[Tarantool-patches] [PATCH luajit v6 2/2] memprof: enrich symtab with newly loaded symbols
Maxim Kokryashkin
max.kokryashkin at gmail.com
Tue Mar 22 21:31:25 MSK 2022
This commit lets memprof extend its symtab when new
C-symbols appear after dlopen. The following data is
stored in event stream for each newly loaded symbol:
| (AEVENT_SYMTAB | ASOURCE_CFUNC) | symbol address | symbol name |
1 byte 8 bytes
magic
number
Resolves tarantool/tarantool#5813
---
src/lj_memprof.c | 103 ++++++++++++++----
src/lj_memprof.h | 8 +-
.../gh-5813-resolving-of-c-symbols.test.lua | 23 ++--
tools/memprof.lua | 5 +
tools/memprof/parse.lua | 19 ++++
tools/utils/symtab.lua | 4 +
6 files changed, 130 insertions(+), 32 deletions(-)
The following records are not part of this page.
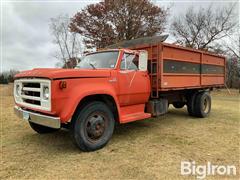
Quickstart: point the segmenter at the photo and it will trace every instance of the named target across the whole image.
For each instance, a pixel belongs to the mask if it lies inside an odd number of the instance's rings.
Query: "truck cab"
[[[15,113],[38,133],[67,127],[83,151],[111,138],[115,123],[151,116],[147,52],[110,49],[89,53],[75,69],[33,69],[14,81]]]

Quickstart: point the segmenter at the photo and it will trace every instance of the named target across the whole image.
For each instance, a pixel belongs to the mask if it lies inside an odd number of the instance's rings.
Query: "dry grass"
[[[182,160],[235,165],[239,172],[237,91],[231,95],[225,90],[214,92],[209,118],[192,118],[185,108],[170,107],[169,113],[158,119],[121,125],[105,148],[83,153],[71,143],[67,131],[33,132],[13,114],[9,87],[0,88],[0,179],[182,179],[186,178],[180,175]]]

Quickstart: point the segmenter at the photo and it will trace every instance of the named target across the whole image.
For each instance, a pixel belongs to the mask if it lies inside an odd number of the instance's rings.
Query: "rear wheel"
[[[197,92],[192,93],[187,98],[187,110],[190,116],[195,116],[195,99],[196,99]]]
[[[29,121],[29,125],[34,131],[36,131],[39,134],[52,133],[52,132],[55,132],[55,131],[59,130],[59,129],[54,129],[54,128],[42,126],[42,125],[33,123],[31,121]]]
[[[207,117],[211,111],[211,96],[207,92],[201,92],[196,96],[195,115]]]
[[[183,108],[183,106],[185,105],[184,102],[178,101],[178,102],[173,102],[173,106],[177,109],[179,108]]]
[[[108,106],[94,101],[76,113],[71,124],[71,135],[82,151],[95,151],[108,143],[114,125],[114,116]]]

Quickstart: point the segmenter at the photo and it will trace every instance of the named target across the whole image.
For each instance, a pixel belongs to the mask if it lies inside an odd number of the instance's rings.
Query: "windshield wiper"
[[[92,66],[93,69],[96,69],[96,67],[93,65],[93,63],[89,63],[90,66]]]

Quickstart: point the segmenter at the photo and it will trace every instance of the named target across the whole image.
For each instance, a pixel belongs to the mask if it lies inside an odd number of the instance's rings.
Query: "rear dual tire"
[[[187,103],[190,116],[205,118],[211,111],[211,96],[208,92],[198,92],[192,94]]]

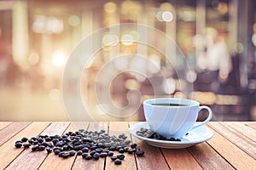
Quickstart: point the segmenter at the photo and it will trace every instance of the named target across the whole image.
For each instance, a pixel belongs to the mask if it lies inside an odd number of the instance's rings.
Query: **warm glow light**
[[[235,45],[236,53],[241,54],[243,52],[243,50],[244,50],[244,47],[241,43],[240,43],[240,42],[236,43],[236,45]]]
[[[125,34],[122,36],[121,42],[124,45],[131,45],[134,42],[134,38],[131,34]]]
[[[77,26],[80,24],[80,18],[77,15],[68,17],[68,24],[72,26]]]
[[[32,24],[32,30],[37,33],[59,34],[63,31],[63,27],[61,20],[44,15],[38,15]]]
[[[148,56],[149,62],[147,65],[148,71],[150,73],[157,73],[160,70],[160,59],[156,54]]]
[[[162,18],[162,14],[163,14],[163,11],[159,11],[157,14],[156,14],[156,19],[159,20],[159,21],[161,21],[163,22],[164,20]]]
[[[166,79],[164,83],[164,90],[166,94],[171,94],[175,92],[175,80],[173,78],[168,78]]]
[[[165,11],[162,14],[162,19],[166,22],[171,22],[173,20],[173,14],[169,11]]]
[[[116,4],[113,2],[108,2],[105,3],[104,10],[107,13],[114,13],[116,11]]]
[[[39,55],[36,52],[32,52],[29,56],[28,56],[28,63],[30,65],[36,65],[39,62]]]
[[[55,67],[61,67],[64,66],[66,63],[66,55],[65,53],[62,51],[55,51],[52,54],[52,59],[51,59],[52,64]]]
[[[252,41],[253,45],[256,47],[256,34],[254,33],[252,37]]]
[[[103,46],[115,46],[118,44],[119,39],[117,35],[107,34],[102,37]]]

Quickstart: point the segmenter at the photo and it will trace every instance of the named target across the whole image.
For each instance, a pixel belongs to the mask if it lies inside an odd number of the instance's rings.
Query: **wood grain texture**
[[[61,134],[69,122],[52,122],[41,134]],[[46,151],[24,150],[6,169],[38,169],[48,156]]]
[[[207,128],[214,133],[207,141],[187,149],[162,149],[154,147],[136,139],[128,132],[137,122],[1,122],[0,169],[255,169],[256,123],[248,122],[211,122]],[[22,137],[37,137],[39,134],[61,135],[78,130],[78,127],[91,131],[105,129],[110,135],[121,133],[127,139],[137,143],[143,150],[143,156],[125,153],[121,165],[115,165],[109,157],[84,160],[81,156],[67,159],[44,151],[31,151],[31,149],[15,147],[16,140]],[[9,133],[10,134],[9,134]],[[119,154],[115,151],[114,155]]]
[[[0,130],[0,146],[7,140],[27,127],[31,122],[12,122]]]
[[[253,128],[238,122],[228,122],[224,123],[228,125],[230,128],[235,129],[237,133],[241,133],[241,135],[245,135],[248,139],[256,142],[256,131]]]
[[[88,130],[99,131],[101,129],[106,130],[108,132],[108,122],[90,122]],[[83,159],[81,156],[78,156],[75,159],[72,169],[104,169],[105,158],[100,157],[99,160],[85,160]]]
[[[243,124],[248,126],[248,127],[251,127],[252,128],[255,129],[256,130],[256,123],[255,122],[242,122]]]
[[[235,169],[220,155],[206,143],[188,149],[203,169]]]
[[[207,124],[235,145],[256,159],[256,143],[252,139],[238,133],[224,122],[211,122]]]
[[[240,150],[234,144],[230,142],[224,137],[213,132],[213,138],[207,141],[207,143],[214,148],[214,150],[225,158],[236,169],[253,169],[256,167],[255,160],[248,156],[246,152]],[[234,154],[236,153],[236,154]]]
[[[0,169],[6,167],[13,160],[15,160],[22,151],[23,149],[17,149],[15,147],[16,140],[20,140],[23,137],[32,137],[41,133],[50,122],[32,122],[22,131],[18,133],[12,139],[8,140],[0,147]]]
[[[171,169],[202,169],[187,149],[161,149]]]
[[[136,122],[129,123],[130,126]],[[142,157],[136,156],[137,165],[138,169],[170,169],[168,163],[166,162],[165,157],[160,148],[151,146],[144,141],[137,140],[132,136],[132,141],[137,141],[137,148],[145,150],[145,154]]]
[[[12,122],[0,122],[0,130],[9,125]]]

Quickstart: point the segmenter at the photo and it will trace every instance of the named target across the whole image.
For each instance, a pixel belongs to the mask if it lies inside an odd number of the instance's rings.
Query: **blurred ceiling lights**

diff --git a/src/lj_memprof.c b/src/lj_memprof.c
index b1634f91..bd6f94f5 100644
--- a/src/lj_memprof.c
+++ b/src/lj_memprof.c
@@ -125,7 +125,7 @@ static uint32_t ghashtab_size(ElfW(Addr) ghashtab)
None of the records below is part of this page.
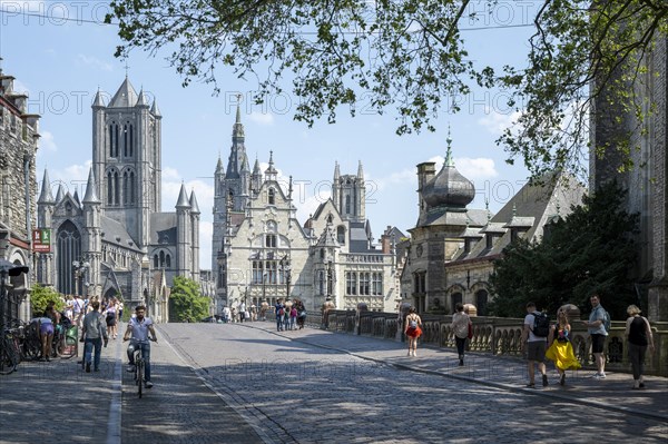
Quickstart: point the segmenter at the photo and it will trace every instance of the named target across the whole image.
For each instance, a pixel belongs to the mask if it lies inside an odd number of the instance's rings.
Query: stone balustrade
[[[521,357],[521,318],[472,317],[473,338],[469,348],[474,352]],[[454,334],[450,328],[452,316],[423,315],[421,343],[454,348]],[[630,372],[623,320],[613,320],[606,341],[606,369]],[[402,326],[395,313],[331,310],[328,329],[340,333],[367,335],[384,339],[403,341]],[[576,356],[584,368],[593,368],[591,338],[579,320],[571,320],[571,341]],[[652,323],[655,352],[647,352],[646,373],[668,376],[668,323]]]

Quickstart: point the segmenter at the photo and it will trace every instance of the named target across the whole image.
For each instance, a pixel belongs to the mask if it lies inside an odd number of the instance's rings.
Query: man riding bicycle
[[[130,363],[128,372],[135,372],[135,351],[141,349],[141,355],[146,363],[145,387],[150,388],[153,387],[153,383],[150,382],[150,343],[148,341],[150,339],[157,343],[158,338],[156,337],[153,319],[150,317],[145,317],[145,306],[138,305],[137,308],[135,308],[135,316],[130,318],[122,341],[130,341],[130,345],[128,345],[128,359]],[[148,335],[149,333],[150,337]]]

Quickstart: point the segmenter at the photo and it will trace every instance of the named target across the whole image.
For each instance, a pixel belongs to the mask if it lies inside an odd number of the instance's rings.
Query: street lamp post
[[[75,269],[75,294],[84,296],[84,286],[81,285],[81,278],[86,276],[86,270],[90,268],[90,264],[84,260],[73,260],[72,267]],[[86,283],[86,288],[88,288],[88,283]]]

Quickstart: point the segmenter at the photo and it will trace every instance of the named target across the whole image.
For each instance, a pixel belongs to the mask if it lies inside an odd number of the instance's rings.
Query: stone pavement
[[[587,377],[591,372],[579,371],[568,372],[562,387],[552,369],[549,387],[530,389],[524,387],[525,364],[517,358],[469,353],[465,366],[459,367],[451,349],[420,347],[418,357],[407,357],[405,345],[393,341],[316,328],[275,332],[272,322],[242,325],[370,363],[668,423],[668,379],[664,377],[648,376],[647,388],[633,391],[629,374],[608,373],[606,379],[597,381]],[[159,328],[160,342],[151,348],[156,387],[141,399],[129,374],[122,372],[126,344],[120,339],[110,341],[104,349],[99,373],[84,373],[75,357],[21,363],[16,373],[0,376],[0,443],[146,442],[139,435],[147,432],[165,443],[272,442],[247,414],[227,405],[198,377],[202,369],[184,363],[187,359],[180,358],[167,336],[160,336]]]
[[[240,324],[250,328],[262,328],[293,341],[313,346],[337,349],[352,356],[397,368],[463,382],[484,384],[497,388],[525,393],[536,396],[591,405],[619,413],[668,422],[668,378],[646,376],[646,388],[632,389],[632,376],[627,373],[606,372],[606,379],[596,379],[591,369],[568,371],[566,385],[558,383],[559,374],[553,364],[548,364],[550,385],[542,387],[540,376],[536,388],[527,388],[527,363],[519,358],[493,356],[487,353],[468,352],[464,366],[459,366],[456,351],[419,345],[418,357],[406,356],[406,344],[370,336],[332,333],[316,328],[276,332],[273,322]]]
static void write_c_symtab
(ElfW(Sym*) sym, char *strtab, ElfW(Addr) so_addr,
-size_t sym_cnt, struct lj_wbuf *buf)
+size_t sym_cnt, const uint8_t header, struct lj_wbuf *buf)
{
/*
** Index 0 in ELF symtab is used to represent undefined symbols. Hence, we
@@ -144,7 +144,7 @@ size_t sym_cnt, struct lj_wbuf *buf)
*/
if (ELF32_ST_TYPE(sym[sym_index].st_info) == STT_FUNC && sym[sym_index].st_name != 0) {
char *sym_name = &strtab[sym[sym_index].st_name];
- lj_wbuf_addbyte(buf, SYMTAB_CFUNC);
+ lj_wbuf_addbyte(buf, header);
lj_wbuf_addu64(buf, sym[sym_index].st_value + so_addr);
lj_wbuf_addstring(buf, sym_name);
}
@@ -152,7 +152,8 @@ size_t sym_cnt, struct lj_wbuf *buf)
}
static int dump_sht_symtab
-(const char *elf_name, struct lj_wbuf *buf, lua_State *L, const ElfW(Addr) so_addr)
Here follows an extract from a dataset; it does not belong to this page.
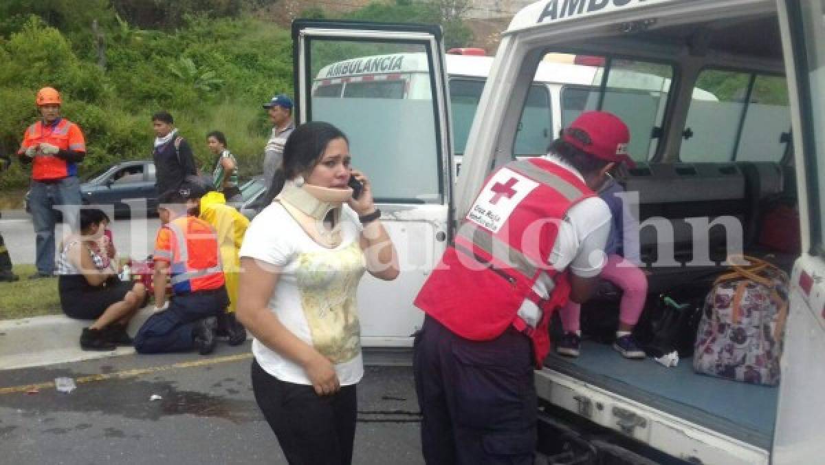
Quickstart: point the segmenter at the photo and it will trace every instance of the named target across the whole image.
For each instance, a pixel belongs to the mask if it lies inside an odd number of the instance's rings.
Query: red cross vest
[[[570,207],[593,195],[581,178],[551,161],[504,165],[488,178],[416,306],[471,340],[490,340],[515,326],[532,339],[540,366],[549,351],[552,312],[570,294],[566,273],[549,263],[559,226]],[[547,298],[534,287],[542,273],[552,280]],[[540,309],[532,324],[519,313],[525,300]]]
+(const char *elf_name, struct lj_wbuf *buf, lua_State *L,
+const uint8_t header, const ElfW(Addr) so_addr)
{
int status = 0;
@@ -249,7 +250,7 @@ static int dump_sht_symtab
ferror(elf_file) != 0)
goto error;
- write_c_symtab(sym, strtab, so_addr, sym_cnt, buf);
+ write_c_symtab(sym, strtab, so_addr, sym_cnt, header, buf);
goto end;
@@ -269,7 +270,8 @@ static int dump_sht_symtab
return status;
}
-static int dump_dyn_symtab(struct dl_phdr_info *info, struct lj_wbuf *buf)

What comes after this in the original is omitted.